ZFIN ID: ZDB-PUB-031103-6
Direct binding of Lef1 to sites in the boz promoter may mediate pre-midblastula-transition activation of boz expression
Leung, T., Söll, I., Arnold, S.J., Kemler, R., and Driever, W.
Date: 2003
Source: Developmental dynamics : an official publication of the American Association of Anatomists 228(3): 424-432 (Journal)

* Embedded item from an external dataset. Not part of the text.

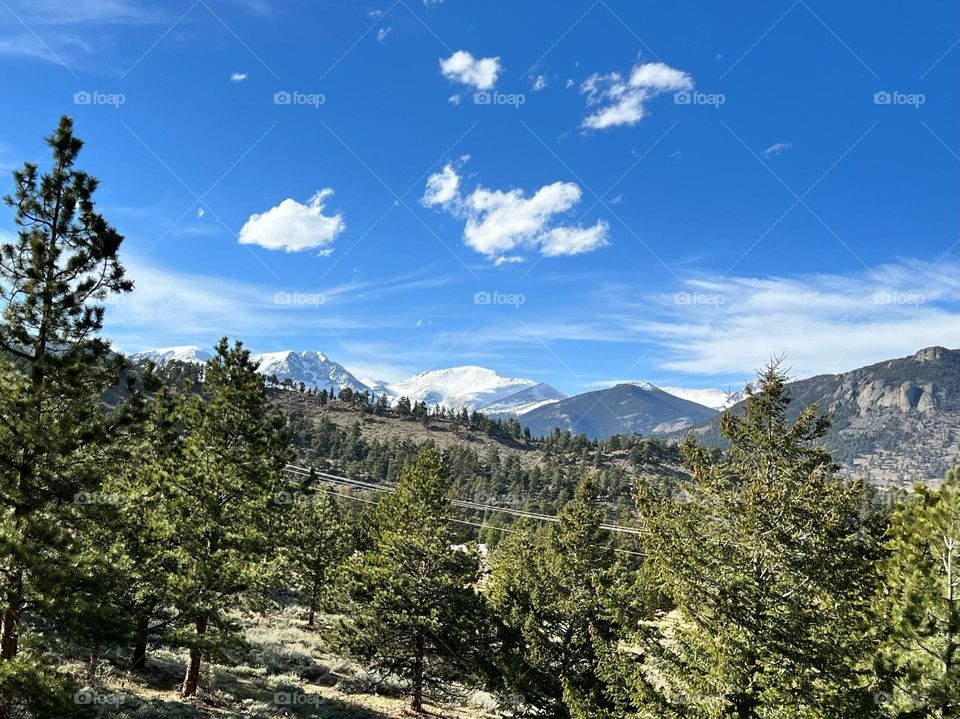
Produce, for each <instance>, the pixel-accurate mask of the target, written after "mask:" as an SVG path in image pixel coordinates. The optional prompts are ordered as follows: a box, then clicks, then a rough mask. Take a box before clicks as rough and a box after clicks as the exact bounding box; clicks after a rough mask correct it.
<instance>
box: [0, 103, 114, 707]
mask: <svg viewBox="0 0 960 719" xmlns="http://www.w3.org/2000/svg"><path fill="white" fill-rule="evenodd" d="M46 142H47V145H48V147H49V148H50V150H51V152H52V155H53V166H52V168H51V169H50V170H49V171H47V172H44V173H40V170H39V168H38V166H37V165H36V164H33V163H27V164H26V165H24V167H23V169H22V170H17V171H15V172H14V173H13V180H14V192H13V195H12V196H8V197H5V198H4V200H5V202H6V203H7V204H8V205H9V206H10V207H12V208H13V210H14V213H15V217H14V220H15V222H16V224H17V226H18V227H19V230H18V234H17V237H16V239H15V240H13V241H12V242H8V243H5V244H3V245H2V246H0V295H2V297H3V300H4V307H3V314H2V319H0V374H2V382H0V513H2V516H0V576H2V582H3V588H2V600H0V602H2V613H3V620H2V629H0V684H2V686H0V695H2V700H0V717H2V719H8V718H9V717H10V716H11V714H12V712H13V706H14V702H15V701H17V699H16V697H15V690H16V689H17V688H18V687H20V688H25V687H27V686H30V685H34V684H35V682H32V681H31V679H30V675H31V674H32V673H33V671H34V668H33V667H32V665H31V662H30V660H29V659H28V658H24V657H21V656H20V649H21V644H22V643H21V632H22V631H23V616H24V613H25V612H27V611H29V612H32V613H33V612H40V611H42V606H43V603H44V596H43V593H42V592H40V591H37V590H38V589H39V588H40V587H41V586H45V587H47V588H48V589H49V590H51V591H56V582H52V581H51V579H50V575H51V573H55V572H57V571H62V570H63V568H64V567H65V566H67V567H68V566H69V564H70V557H69V551H70V550H69V545H70V544H71V536H70V532H69V528H68V527H66V526H64V525H63V523H62V522H61V521H60V520H61V517H58V514H59V509H58V508H59V507H62V506H64V505H65V504H68V503H70V502H72V501H73V498H74V496H75V495H77V494H78V493H80V492H85V491H95V490H96V488H97V480H98V478H97V474H98V472H97V465H98V463H99V462H100V461H101V460H102V457H101V456H100V455H99V454H98V451H97V448H98V447H100V446H104V445H106V444H107V443H108V437H107V432H106V423H105V419H104V412H103V409H102V403H101V397H102V394H103V393H104V392H105V391H106V389H107V388H109V387H110V386H111V385H112V384H114V383H115V382H116V381H117V379H118V378H119V371H120V368H119V365H118V364H116V363H110V362H108V352H109V345H108V344H107V343H106V342H105V341H103V340H101V339H99V338H98V337H97V333H98V331H99V330H100V329H101V327H102V325H103V315H104V308H103V306H102V305H101V304H99V303H100V302H101V301H102V300H103V299H104V298H105V297H106V296H107V295H109V294H112V293H123V292H128V291H130V290H131V289H132V283H131V282H130V281H128V280H127V279H126V278H125V276H124V270H123V267H122V266H121V264H120V261H119V259H118V257H117V253H118V250H119V248H120V244H121V242H122V241H123V237H122V236H121V235H120V234H119V233H118V232H117V231H116V230H115V229H114V228H113V227H112V226H111V225H110V224H109V223H108V222H107V221H106V220H105V219H104V218H103V216H102V215H101V214H100V213H98V212H97V211H96V208H95V206H94V201H93V195H94V193H95V192H96V189H97V185H98V181H97V180H96V179H95V178H93V177H91V176H90V175H88V174H87V173H85V172H83V171H82V170H79V169H77V168H76V167H75V163H76V160H77V157H78V155H79V153H80V149H81V148H82V146H83V143H82V141H81V140H80V139H79V138H77V137H75V136H74V134H73V121H72V120H71V119H70V118H69V117H66V116H64V117H62V118H61V119H60V123H59V125H58V127H57V129H56V131H55V132H54V133H53V134H52V135H51V136H49V137H48V138H46ZM51 557H55V558H56V561H54V562H51V561H50V558H51Z"/></svg>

Registered Authors: Driever, Wolfgang, Leung, Tin Chung, Söll, Iris
Keywords: zebrafish, beta-catenin, bozozok, gastrula organizer, dorsoventral pattern, Tcf1/Lef-1, Nieuwkoop center, midblastula transition
MeSH Terms: Animals; Base Sequence; Binding Sites; Blastula/cytology; Blastula/physiology* (all 15) expand
PubMed: 14579381 Full text @ Dev. Dyn.
ABSTRACT
The Nieuwkoop center provides signals essential for the establishment of the dorsal gastrula organizer in vertebrates. Activation of beta-catenin is one of the events in the Nieuwkoop center that lead to activation of dorsal-specific genes during blastula and early gastrula stages. Zebrafish bozozok (boz) mutant embryos have severe defects in axial mesoderm and anterior neuroectoderm. The boz gene is activated in the organizer in response to beta-catenin signaling, and Boz protein has been demonstrated to contribute to organizer formation by repression of ventralizing genes, including bmp2b, vega1, and vega2. Here, we investigate the timing and molecular mechanism by which boz expression is activated in the organizer. We demonstrate that boz is already expressed before midblastula transition (MBT). We further identify high-affinity binding sites for Tcf/Lef1 within the boz promoter region. These sites, together with the finding that beta-catenin induces boz expression, indicate that transcription of boz may be activated directly by beta-catenin/Lef1. We hypothesize that pre-MBT activation of boz may be important to build up a sufficiently strong antagonizing activity against zygotic ventralizing genes activated immediately post-MBT. Thus, the early onset of boz expression may be crucial for organizer establishment in the presence of ubiquitous maternal activators of ventralizing genes.